[volt-nuts] HP3458A SCAL hardware
Poul-Henning Kamp
phk at phk.freebsd.dk
Mon Jun 21 19:21:09 UTC 2010
In message <52474.15137.qm at web57705.mail.re3.yahoo.com>, Randy Scott writes:
>> I tested it with my HP3577A, and the results are not discouraging:
>> The flatness from 100kHz to 2MHz is close to spec, but I loose
>> about 0.1dB from 2MHz to 8MHz.
>
>Is this with or without the attenuation from your circuit?
Pretty much the same in all three states (3v,1v,0.1v)
>The difference in attenuation between 300 kHz and 10 MHz is 0.03
>dB, nearly double the amount of error allowed.
Yes, after starting to play with this problem, I have become quite
suspicious of any dB number with two decimals :-)
I am not trying to meet the spec here, I think that is pretty much
impossibly by any means other than thermal converters.
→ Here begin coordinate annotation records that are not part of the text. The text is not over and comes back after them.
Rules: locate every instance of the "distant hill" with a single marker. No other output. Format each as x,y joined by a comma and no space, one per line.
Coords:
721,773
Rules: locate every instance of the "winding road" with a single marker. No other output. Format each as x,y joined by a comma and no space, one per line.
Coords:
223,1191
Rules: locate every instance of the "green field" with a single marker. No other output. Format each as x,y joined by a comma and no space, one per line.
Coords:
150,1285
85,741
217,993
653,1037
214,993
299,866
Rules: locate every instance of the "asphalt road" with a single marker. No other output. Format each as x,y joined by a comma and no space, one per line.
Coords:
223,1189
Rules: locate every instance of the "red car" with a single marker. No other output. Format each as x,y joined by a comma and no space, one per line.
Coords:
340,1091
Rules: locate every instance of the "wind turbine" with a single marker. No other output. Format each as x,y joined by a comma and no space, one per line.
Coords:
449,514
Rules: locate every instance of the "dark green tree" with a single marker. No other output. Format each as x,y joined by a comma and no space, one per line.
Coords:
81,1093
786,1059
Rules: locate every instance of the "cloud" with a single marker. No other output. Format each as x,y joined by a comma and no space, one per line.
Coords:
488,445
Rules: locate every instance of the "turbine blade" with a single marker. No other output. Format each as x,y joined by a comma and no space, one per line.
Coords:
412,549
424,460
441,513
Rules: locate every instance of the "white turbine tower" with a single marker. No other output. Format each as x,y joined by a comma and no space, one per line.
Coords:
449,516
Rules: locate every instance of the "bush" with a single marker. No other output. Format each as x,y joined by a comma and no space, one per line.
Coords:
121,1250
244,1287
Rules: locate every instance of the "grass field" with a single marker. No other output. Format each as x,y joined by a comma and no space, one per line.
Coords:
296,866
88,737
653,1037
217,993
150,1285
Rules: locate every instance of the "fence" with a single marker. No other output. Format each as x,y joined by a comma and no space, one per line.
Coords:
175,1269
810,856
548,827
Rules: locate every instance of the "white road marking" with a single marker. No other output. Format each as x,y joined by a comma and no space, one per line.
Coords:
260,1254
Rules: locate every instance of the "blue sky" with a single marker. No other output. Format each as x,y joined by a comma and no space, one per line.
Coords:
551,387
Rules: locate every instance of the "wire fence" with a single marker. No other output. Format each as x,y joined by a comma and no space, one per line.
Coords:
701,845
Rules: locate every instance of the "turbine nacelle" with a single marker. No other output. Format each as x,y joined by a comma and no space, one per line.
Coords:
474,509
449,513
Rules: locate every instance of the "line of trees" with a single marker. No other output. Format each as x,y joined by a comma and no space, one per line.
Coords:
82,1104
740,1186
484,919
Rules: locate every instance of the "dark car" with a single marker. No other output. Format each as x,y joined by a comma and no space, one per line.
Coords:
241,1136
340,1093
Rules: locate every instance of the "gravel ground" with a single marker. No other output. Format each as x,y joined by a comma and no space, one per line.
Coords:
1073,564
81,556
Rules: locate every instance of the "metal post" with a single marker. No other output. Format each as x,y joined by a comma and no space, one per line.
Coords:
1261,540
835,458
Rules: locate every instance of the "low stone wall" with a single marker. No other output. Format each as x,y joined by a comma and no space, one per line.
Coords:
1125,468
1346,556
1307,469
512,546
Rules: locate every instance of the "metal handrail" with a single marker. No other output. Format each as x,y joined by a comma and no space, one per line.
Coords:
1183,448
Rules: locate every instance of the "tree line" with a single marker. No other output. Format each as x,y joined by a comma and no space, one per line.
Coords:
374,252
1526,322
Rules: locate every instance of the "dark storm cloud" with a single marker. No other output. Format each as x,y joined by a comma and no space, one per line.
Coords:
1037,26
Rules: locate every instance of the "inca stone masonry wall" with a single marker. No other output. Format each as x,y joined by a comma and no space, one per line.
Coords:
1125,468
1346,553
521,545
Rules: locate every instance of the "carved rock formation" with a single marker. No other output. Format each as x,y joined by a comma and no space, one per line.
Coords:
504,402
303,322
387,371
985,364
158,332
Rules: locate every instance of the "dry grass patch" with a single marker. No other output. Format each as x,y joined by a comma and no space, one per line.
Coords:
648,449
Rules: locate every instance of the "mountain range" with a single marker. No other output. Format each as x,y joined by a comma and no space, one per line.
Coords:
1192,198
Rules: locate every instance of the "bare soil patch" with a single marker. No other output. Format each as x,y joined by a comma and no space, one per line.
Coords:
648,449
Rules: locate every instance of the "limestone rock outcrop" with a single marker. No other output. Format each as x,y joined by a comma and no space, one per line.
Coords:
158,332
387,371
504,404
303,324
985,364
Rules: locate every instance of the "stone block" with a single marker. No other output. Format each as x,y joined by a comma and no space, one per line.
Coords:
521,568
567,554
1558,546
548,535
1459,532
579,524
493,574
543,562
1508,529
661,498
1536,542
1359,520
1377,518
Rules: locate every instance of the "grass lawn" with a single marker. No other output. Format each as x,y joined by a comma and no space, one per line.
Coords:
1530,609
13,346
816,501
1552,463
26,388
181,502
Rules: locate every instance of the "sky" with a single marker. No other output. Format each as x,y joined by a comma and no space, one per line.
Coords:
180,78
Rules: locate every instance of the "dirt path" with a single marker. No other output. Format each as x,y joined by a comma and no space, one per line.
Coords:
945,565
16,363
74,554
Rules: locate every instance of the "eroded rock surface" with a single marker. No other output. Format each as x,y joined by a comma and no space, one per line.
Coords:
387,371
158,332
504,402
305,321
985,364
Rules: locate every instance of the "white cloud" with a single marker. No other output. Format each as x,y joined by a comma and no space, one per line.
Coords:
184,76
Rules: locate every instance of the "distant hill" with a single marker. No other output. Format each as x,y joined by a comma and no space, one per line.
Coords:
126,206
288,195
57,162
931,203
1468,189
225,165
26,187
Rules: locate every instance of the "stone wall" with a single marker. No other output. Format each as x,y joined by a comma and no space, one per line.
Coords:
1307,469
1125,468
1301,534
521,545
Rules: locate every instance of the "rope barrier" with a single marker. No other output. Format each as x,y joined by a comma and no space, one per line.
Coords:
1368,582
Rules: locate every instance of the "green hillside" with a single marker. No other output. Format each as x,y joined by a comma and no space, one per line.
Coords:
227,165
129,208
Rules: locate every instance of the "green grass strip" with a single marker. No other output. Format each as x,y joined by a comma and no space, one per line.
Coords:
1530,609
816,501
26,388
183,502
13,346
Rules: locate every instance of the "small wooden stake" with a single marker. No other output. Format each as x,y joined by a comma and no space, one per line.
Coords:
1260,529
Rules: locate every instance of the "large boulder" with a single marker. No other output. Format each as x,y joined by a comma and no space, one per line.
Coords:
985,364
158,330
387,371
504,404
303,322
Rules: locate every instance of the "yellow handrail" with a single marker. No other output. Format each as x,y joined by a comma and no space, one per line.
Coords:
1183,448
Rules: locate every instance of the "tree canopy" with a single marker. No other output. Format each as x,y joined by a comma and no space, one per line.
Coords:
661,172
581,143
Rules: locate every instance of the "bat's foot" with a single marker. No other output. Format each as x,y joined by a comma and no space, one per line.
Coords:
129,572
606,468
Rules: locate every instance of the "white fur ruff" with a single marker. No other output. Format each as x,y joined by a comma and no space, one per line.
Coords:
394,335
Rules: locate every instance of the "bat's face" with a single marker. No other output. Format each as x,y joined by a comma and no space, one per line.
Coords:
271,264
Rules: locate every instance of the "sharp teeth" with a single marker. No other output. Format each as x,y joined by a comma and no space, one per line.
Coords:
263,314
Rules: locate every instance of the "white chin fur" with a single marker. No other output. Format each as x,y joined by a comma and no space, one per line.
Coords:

I am just
trying to see how good I can do this, with moderate means.
I have been told that even with thermal converters, people soon learn
to put a box over the TC to stabilize airflow, in order to meet the
0.2% spec.
>I've been on the look-out for the thermal converters, but they
>seem quite difficult to find (for the prices I'm willing to pay,
>anyway).
Indeed. I have been lucky and picked up a 10V and 2V Fluke A55
a couple of weeks ago, and have been having a lot of fun with them
since.
I can't help wondering how HP did this in production, quite a lot of
their RF relays don't meed the 0.2% spec for insertion loss...
Poul-Henning
--
Poul-Henning Kamp | UNIX since Zilog Zeus 3.20
phk at FreeBSD.ORG | TCP/IP since RFC 956
FreeBSD committer | BSD since 4.3-tahoe
Never attribute to malice what can adequately be explained by incompetence.